Alessandra Bilardi - From your laptop to all resources you need by your Jupyter notebook | PyData

Learn how to use Dask, a Python library for parallelism, to parallelize your machine learning tasks on the cloud. Discover how to set up a Dask cluster on AWS and use Dask cloud provider to scale your Python tools.

Key takeaways
  • Dask is a general-purpose Python library for parallelism for CPUs and Shit-learn only uses one.

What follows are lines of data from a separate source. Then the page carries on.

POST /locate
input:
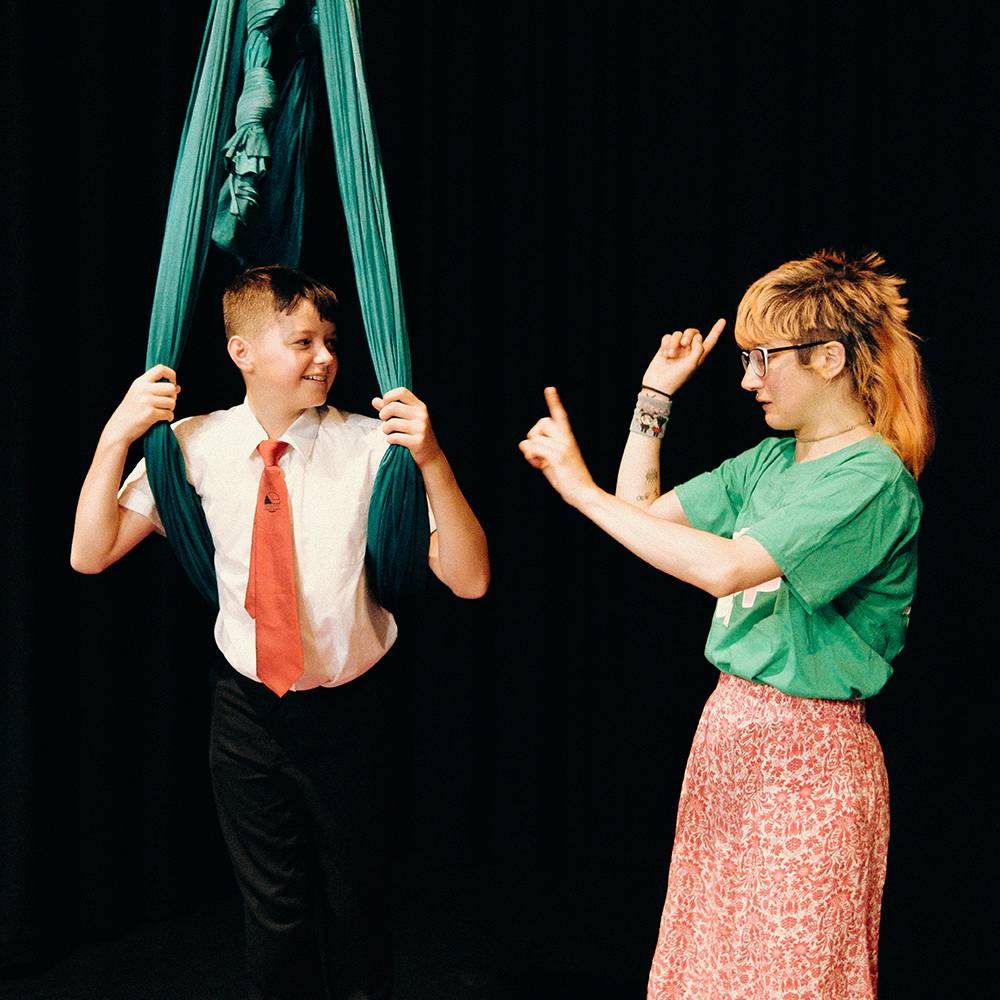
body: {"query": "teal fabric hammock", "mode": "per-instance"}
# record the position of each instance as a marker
(245, 191)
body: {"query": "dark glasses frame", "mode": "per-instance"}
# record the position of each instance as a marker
(748, 357)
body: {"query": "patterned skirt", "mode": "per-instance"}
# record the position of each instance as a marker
(778, 864)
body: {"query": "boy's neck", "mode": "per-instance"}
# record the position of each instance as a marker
(274, 419)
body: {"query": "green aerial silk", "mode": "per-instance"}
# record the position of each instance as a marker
(246, 192)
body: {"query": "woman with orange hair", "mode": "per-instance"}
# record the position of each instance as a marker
(809, 543)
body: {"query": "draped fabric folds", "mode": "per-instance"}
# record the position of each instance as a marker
(246, 191)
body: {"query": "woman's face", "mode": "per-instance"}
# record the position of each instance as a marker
(788, 391)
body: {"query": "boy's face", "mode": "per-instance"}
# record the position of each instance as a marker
(293, 358)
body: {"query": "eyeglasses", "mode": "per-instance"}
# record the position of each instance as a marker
(756, 358)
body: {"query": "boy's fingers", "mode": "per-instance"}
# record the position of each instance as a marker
(158, 372)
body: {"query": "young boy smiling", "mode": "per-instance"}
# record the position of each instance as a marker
(297, 776)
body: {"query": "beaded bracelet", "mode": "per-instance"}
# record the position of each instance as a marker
(651, 414)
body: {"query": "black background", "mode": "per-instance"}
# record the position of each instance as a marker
(568, 181)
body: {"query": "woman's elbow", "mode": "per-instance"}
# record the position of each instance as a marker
(472, 587)
(85, 565)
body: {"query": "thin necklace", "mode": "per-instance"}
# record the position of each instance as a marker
(826, 437)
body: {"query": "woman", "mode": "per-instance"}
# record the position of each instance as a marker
(809, 543)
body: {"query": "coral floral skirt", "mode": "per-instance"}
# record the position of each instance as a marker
(779, 856)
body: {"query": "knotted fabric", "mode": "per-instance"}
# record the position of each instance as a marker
(271, 599)
(398, 532)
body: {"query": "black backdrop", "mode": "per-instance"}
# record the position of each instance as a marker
(568, 180)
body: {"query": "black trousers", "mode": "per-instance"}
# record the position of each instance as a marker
(299, 786)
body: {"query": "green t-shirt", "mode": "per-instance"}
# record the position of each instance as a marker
(843, 529)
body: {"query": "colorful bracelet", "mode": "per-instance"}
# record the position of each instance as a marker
(651, 414)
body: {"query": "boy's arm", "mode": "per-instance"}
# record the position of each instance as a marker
(458, 554)
(103, 532)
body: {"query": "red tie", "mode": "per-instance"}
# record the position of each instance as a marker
(271, 587)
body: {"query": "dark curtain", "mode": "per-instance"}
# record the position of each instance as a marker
(568, 181)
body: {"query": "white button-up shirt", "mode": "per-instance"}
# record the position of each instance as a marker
(329, 469)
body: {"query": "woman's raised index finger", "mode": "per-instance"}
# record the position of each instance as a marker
(713, 335)
(556, 410)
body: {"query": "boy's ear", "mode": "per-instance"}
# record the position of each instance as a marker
(241, 351)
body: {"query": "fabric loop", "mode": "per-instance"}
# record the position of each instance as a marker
(398, 530)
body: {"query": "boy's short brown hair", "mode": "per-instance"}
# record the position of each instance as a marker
(256, 294)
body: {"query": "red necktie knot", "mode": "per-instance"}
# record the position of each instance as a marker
(271, 451)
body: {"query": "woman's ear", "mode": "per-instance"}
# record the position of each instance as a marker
(241, 351)
(830, 358)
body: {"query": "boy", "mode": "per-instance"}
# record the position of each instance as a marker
(296, 775)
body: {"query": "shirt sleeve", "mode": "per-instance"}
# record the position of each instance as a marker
(839, 529)
(136, 495)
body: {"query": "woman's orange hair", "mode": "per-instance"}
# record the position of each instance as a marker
(828, 297)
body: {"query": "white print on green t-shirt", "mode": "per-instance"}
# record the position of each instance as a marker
(724, 607)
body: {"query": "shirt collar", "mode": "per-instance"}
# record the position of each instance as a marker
(301, 434)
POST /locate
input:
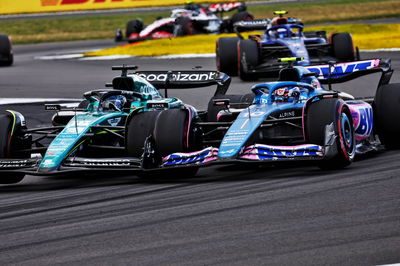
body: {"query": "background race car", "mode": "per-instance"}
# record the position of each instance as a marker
(192, 19)
(293, 119)
(6, 52)
(283, 37)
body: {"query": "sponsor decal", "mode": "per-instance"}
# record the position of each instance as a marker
(279, 152)
(52, 107)
(75, 2)
(179, 76)
(362, 119)
(343, 68)
(280, 92)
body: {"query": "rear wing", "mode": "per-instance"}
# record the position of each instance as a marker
(257, 24)
(343, 72)
(226, 7)
(187, 79)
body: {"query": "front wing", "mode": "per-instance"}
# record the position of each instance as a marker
(260, 153)
(31, 166)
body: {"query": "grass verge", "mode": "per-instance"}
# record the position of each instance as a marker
(365, 37)
(104, 26)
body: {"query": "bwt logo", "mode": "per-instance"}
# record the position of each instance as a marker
(74, 2)
(343, 68)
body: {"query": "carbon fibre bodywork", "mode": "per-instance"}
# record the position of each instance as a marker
(273, 129)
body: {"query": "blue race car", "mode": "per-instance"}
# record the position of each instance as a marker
(283, 37)
(107, 130)
(294, 119)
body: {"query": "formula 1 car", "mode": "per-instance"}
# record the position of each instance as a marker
(192, 19)
(106, 131)
(292, 119)
(6, 53)
(257, 56)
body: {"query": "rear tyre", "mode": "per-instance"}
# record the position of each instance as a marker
(322, 113)
(248, 58)
(173, 133)
(387, 114)
(139, 127)
(226, 55)
(133, 26)
(243, 100)
(6, 148)
(6, 54)
(342, 45)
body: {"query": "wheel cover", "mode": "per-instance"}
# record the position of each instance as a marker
(347, 133)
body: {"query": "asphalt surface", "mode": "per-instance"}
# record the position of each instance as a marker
(292, 215)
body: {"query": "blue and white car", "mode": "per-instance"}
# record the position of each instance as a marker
(108, 129)
(295, 119)
(283, 37)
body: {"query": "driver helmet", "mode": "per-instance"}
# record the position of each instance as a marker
(279, 21)
(114, 103)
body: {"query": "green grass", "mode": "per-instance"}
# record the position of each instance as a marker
(104, 26)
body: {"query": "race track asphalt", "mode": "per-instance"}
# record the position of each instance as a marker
(296, 215)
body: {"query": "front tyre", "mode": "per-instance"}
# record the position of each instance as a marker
(332, 111)
(6, 148)
(226, 55)
(133, 26)
(342, 46)
(174, 132)
(6, 55)
(139, 127)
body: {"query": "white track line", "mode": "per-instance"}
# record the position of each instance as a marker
(5, 101)
(173, 56)
(59, 57)
(381, 50)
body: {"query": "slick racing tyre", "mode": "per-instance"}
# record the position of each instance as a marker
(6, 55)
(174, 132)
(342, 45)
(238, 101)
(139, 127)
(387, 114)
(5, 150)
(248, 58)
(332, 111)
(226, 55)
(133, 26)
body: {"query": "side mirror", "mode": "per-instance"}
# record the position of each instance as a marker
(221, 102)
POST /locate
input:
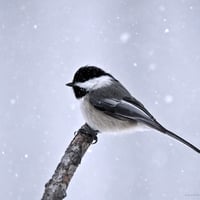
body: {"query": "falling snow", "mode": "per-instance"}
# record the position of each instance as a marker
(168, 99)
(124, 37)
(152, 47)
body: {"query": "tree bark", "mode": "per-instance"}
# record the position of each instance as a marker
(55, 188)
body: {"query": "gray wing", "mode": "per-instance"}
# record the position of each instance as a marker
(125, 109)
(129, 108)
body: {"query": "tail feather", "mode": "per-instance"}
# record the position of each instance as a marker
(156, 125)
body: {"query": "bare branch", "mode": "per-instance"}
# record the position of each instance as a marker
(56, 187)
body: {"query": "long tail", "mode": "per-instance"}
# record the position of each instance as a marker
(180, 139)
(156, 125)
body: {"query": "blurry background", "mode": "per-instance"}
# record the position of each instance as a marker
(151, 46)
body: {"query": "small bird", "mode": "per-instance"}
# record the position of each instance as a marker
(108, 106)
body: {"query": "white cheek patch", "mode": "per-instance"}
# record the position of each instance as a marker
(96, 83)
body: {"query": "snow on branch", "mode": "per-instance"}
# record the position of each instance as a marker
(55, 188)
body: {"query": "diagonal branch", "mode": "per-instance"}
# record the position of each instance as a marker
(56, 187)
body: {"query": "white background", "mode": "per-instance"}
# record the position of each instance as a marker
(152, 47)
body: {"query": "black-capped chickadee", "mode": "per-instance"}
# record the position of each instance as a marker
(108, 106)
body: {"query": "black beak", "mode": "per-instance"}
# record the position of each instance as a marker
(69, 84)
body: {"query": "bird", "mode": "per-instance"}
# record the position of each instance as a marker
(107, 106)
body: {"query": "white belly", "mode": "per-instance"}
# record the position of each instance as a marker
(100, 121)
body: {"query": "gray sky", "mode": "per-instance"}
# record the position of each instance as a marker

  • Dask cloud provider supports four cloud providers: AWS, Azure, Google Platform, and OpenStack.
  • Dask distributed is the collection that we will use to create the cluster and some system libraries.
  • Dask cluster is our layer to follow.
  • The client is our notebook or our code.
  • The scheduler is the state of the workers.
  • The workers are who computes the tasks, our statements that we want to parallelize.
  • We can use a library or a combo of libraries that today are useful to manage resources in the cloud.
  • We need to configure AWS to create an account.
  • We need to install AWS command line and all packages that we need.
  • We need to create a cluster on AWS.
  • We need to configure the credentials that we just created.
  • We can now use Dask cloud provider to parallelize our Shit-learn statements.
  • We can use Dask cloud provider to scale our Python tools.